Overall, mining uses around 91 terawatt-hours of electricity in a year. For a bit of comparison, that is more than the entire country of Finland, which has a population of around 5.5 million people. For those in the United States, that’s more than the entire state of Washington.
This insane amount of energy usage is an overwhelming contrast to how much energy Bitcoin mining used in the past. The analysis notes that to mine a Bitcoin in 2009, all you needed was a home computer and a few seconds of your home electricity. Now, you’d need thousands of dollars worth of computers and about $12,500 worth of home energy to mine just one coin.
These changes can’t be too surprising, considering Bitcoin’s massive increase in price.

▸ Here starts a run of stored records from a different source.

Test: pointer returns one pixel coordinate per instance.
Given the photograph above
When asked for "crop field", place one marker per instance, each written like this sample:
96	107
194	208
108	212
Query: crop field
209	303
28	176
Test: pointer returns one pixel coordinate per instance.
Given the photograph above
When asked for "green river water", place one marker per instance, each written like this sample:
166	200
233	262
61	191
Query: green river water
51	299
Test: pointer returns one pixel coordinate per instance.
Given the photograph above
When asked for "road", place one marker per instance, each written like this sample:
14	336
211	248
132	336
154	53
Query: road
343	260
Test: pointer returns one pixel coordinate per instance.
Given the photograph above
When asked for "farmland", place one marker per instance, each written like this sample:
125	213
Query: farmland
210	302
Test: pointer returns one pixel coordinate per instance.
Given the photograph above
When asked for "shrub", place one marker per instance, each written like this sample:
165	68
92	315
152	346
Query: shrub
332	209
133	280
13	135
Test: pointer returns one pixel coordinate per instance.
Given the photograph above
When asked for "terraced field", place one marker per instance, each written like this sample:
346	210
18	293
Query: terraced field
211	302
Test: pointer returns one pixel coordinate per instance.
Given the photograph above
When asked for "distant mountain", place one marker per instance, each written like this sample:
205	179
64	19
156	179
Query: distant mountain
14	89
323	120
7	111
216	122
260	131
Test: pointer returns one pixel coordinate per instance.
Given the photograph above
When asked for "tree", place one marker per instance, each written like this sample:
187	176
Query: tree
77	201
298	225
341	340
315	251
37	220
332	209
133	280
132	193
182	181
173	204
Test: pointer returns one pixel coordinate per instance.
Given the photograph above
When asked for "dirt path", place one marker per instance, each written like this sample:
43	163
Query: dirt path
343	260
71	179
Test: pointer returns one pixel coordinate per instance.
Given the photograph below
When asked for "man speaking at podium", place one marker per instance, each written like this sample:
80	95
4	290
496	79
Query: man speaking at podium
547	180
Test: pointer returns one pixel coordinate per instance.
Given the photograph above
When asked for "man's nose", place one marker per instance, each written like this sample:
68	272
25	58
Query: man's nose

Bitcoins were virtually worthless in 2009, but that’s far from the case. As of right now, Bitcoin is worth almost $47,000, and that’s not even near the $65,000 price it reached earlier this year.
Bitcoin’s energy consumption is obviously a great concern for many who are skeptical about the cryptocurrency’s legitimacy. Although there are some places that are more accepting of the currency as legitimate, like El Salvador, the energy consumption issue will likely need to be addressed before Bitcoin can become a more accepted currency around the world.